Sunday, July 08, 2012

A Good Conversation


I wonder if some of you have already read this book I am holding right now while of course most of us have already came to know about it’s publication through the buzz it had created in the Internet. Consider this, “Conversations With God” had been in the New York Times bestseller list for 137 weeks or about two-and-a-half years straight. Now that’s an amazing feat for a religion-centered work. And accordingly, it had been considered as a “publishing phenomenon” (see this Wikipedia article).



I myself have already learned about CwG (Conversations With God) some years back from great acclaims it had garnered from several local blogs that I have been reading during that time. The praises it had gotten then were so astounding that now, as I leaf through it’s pages, I am not anymore surprised.



I was not initially sold out by its popularity I must admit and thought that despite it’s astronomical volume of sales, it might just be yet another religious book with a unique irresistable trait, but just another individual’s thought about God and religion. For all the while, who is really interested in religion nowadays? Perhaps, none except those that are extremely pious in spirit.



But now—-by some good fate—-I have this wonderful book in hand. Thanks mostly to my bestfriend Major Victor Loon for sending me a copy all the way from Manila and all my greatest gratitude goes to him. He reads this blog once in a while and I hope the message goes to him. He is a real police major mind you and not merely a major wanna-be like “Major Tom” and at the very young age of 35, he heads now the formidable Eastern Police District in Metro Manila. Success is in his hands and to be sure, more would come in the future.



CwG is certainly one amazing book with some phenomenal things going on within it. According to its author Neale Donald Walsch, all the conversation that had been written in this book—-and on succeeding eight other installments of it—-had started when one day he had decided to write a letter to God and let out many of his resentments in life. And suddenly, a voice coming from his left shoulder spoke to him, and after that, a book had seen its birth.
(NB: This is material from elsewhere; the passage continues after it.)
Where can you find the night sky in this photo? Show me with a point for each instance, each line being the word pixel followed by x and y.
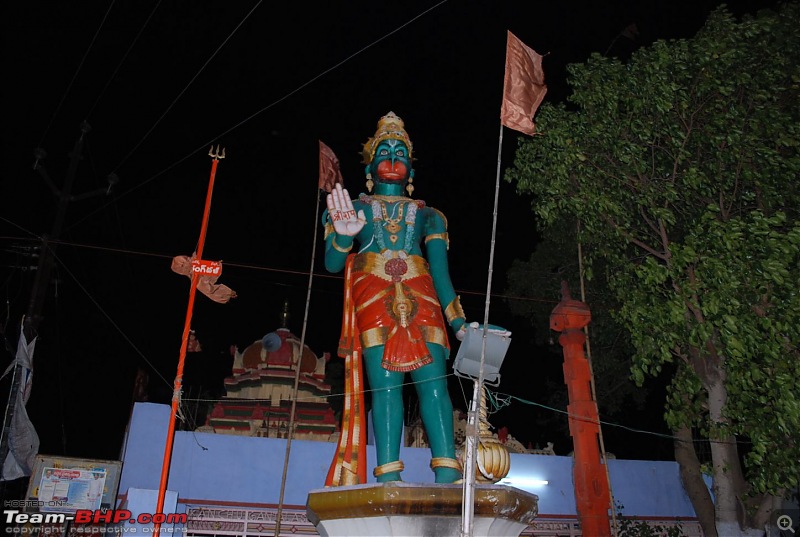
pixel 159 81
Mr. Walsch had averred that in writing the “conversations”, he had felt feel his hands moving on its own as he was writing the first pages of this book; as if it had a life by itself. If he is to be believed, then God must have really spoken to him. Of course, I wouldn’t take this claim hook, line and sinker but in this often-strange world that we live in—-that might just be possible.



I often wonder if I myself could speak with God like Mr. Walsch did and then God talking straight back at me like a “burning bush” of the Old Testament. To be sure, I would have lots of questions to field. I wonder if the Lord can have time to spare for a wandering soul such as I am, always questioning, always inquiring.



Once when we were so much younger, Major Loon had presented this question to me asking, “Do you want to meet Satan?” I answered that he was just being ridiculous. I wouldn’t want to meet the demon I said because to be sure, I would just be drown by enormous fear, imagining how fearsome his façade would be—-horns on his head, fangs on his teeth, fiery red eyes, with a huge dark cape heavy on his back.



Then Major Loon asked me once more if in fact I believed in the person of Satan. I said that I could not be so sure—-since no one could be so sure about a guy that we only could see in our mind—-but I told him that mostly, I felt that if God exists, then Satan must be possibly an existent being; that the existence of the demon would in fact become a venerable proof that God exists. That if there is light, then there must be darkness, for how does one know the fact of light when there is no darkness that could be compared it from? How do we know righteousness if there is no such thing as wrongfulness; or good deeds from sin; right conduct from misbehavior; dry from wet; red from blue; sky from earth.



I had a thought then that in order to see Light in the mightiest of splendor, one must at least have a certain awareness of Darkness.



All in all, I have enjoyed “Conversations With God” even though I might not say I believe entirely that the author had really spoken with God. It is a well-written work and so filled with original and mind-opening insights. I bet that if Mr. Walsch was a fiction writer, he would for certain be an exciting storyteller.



Be warned that the idea of speaking with God might be mostly a blasphemous claim. But take it with enough grain of salt and read beyond the facts and see its wisdom in general terms. You would enjoy it I am sure.